何度この道を往復すればいいのだろうか。出来ることなら、もう二度としたくない。関わりたくない。


――なんなのよ! 無害そうにして実は腹黒かったって? あの王子くせ者すぎ。


どうやら私はまんまと罠に掛かってしまったようだ。

心を変える薬を作るのは御法度。それが魔女のルール。そのためアリスは私に渡す薬も、王子に渡す薬もそんな効能のない、ただのハーブを凝縮させた液体を瓶へと詰めただけ。

それなのにあの王子は、それを使用し私を騙した。自分に有利に運ぶように。


アリスと王子はグルではない。王子はきっとあの効能を期待して購入。

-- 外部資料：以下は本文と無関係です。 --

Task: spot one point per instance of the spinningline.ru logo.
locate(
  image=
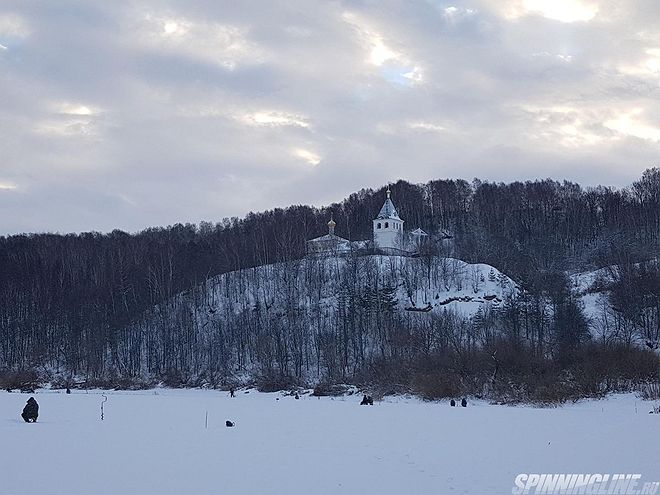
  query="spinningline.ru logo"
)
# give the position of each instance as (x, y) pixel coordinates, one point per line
(588, 484)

ということは、彼の口から語られた話は本当だろう。

彼は婚約者を愛し、その上で彼女が本当に愛する人と結ばれるように願っている。

相手の第一王子がどう想っているかはわからないけれども。


相手の娘も破落戸で王子の命を狙うぐらいまで追い詰められているため、時間がない。

それにはまず、第一関門として自分と婚約者の破談に関し、王の許可が必要になってくるはずだ。

それを私という餌を元に破談させる目論みなのだろう。



やっと辿り着いた隣国にて宛もなくノルン城の回廊を駆け回りながら、私はあの腹黒王子を探した。

だがいかんせん、私は不法侵入。

城門の警備兵に止められたが、全て叩き潰し、無理矢理先へと進んできたのだ。

そのため「出て来なさいよ!」と大声で騒いでやりたいが、それが出来ない。


――何処行ったのよ! あの腹黒王子め。


「あれ? どうしたの? 僕が恋しくて戻ってきたのかな」

と好き勝手に言いながら、前方からのうのうと現れたのは、あの腹黒王子。

爽やかな笑顔を浮かべながら、こちらに片手を上げている。


「騙したわね」

「なんの事かな?」

「惚れ薬よ。惚れ薬! 貴方が飲んだのは、あれは偽物だったの。貴方は利用したのよ。私の存在を」

そしてまんまと自分の考えたシナリオ通り、進めて行った。


「あれは間違いなく本物だよ」

「はぁ!? 作った魔女(アリス)が偽物だって言っているんだってば!」

「飲んだ僕が証言するよ。あれは惚れ薬だ。だから僕は君を好きになり、婚約を破棄させられた。

しかも父上の公認で」

王子はこちらに一歩足を進めると、私へと手を伸ばし、耳朶へ触れるように囁いた。

「君が単純で良かったよ。僕の想像通りに事が運んだ。薬の取違えに気づけば、絶対に僕の事を追いかけると踏んでいたからね」と。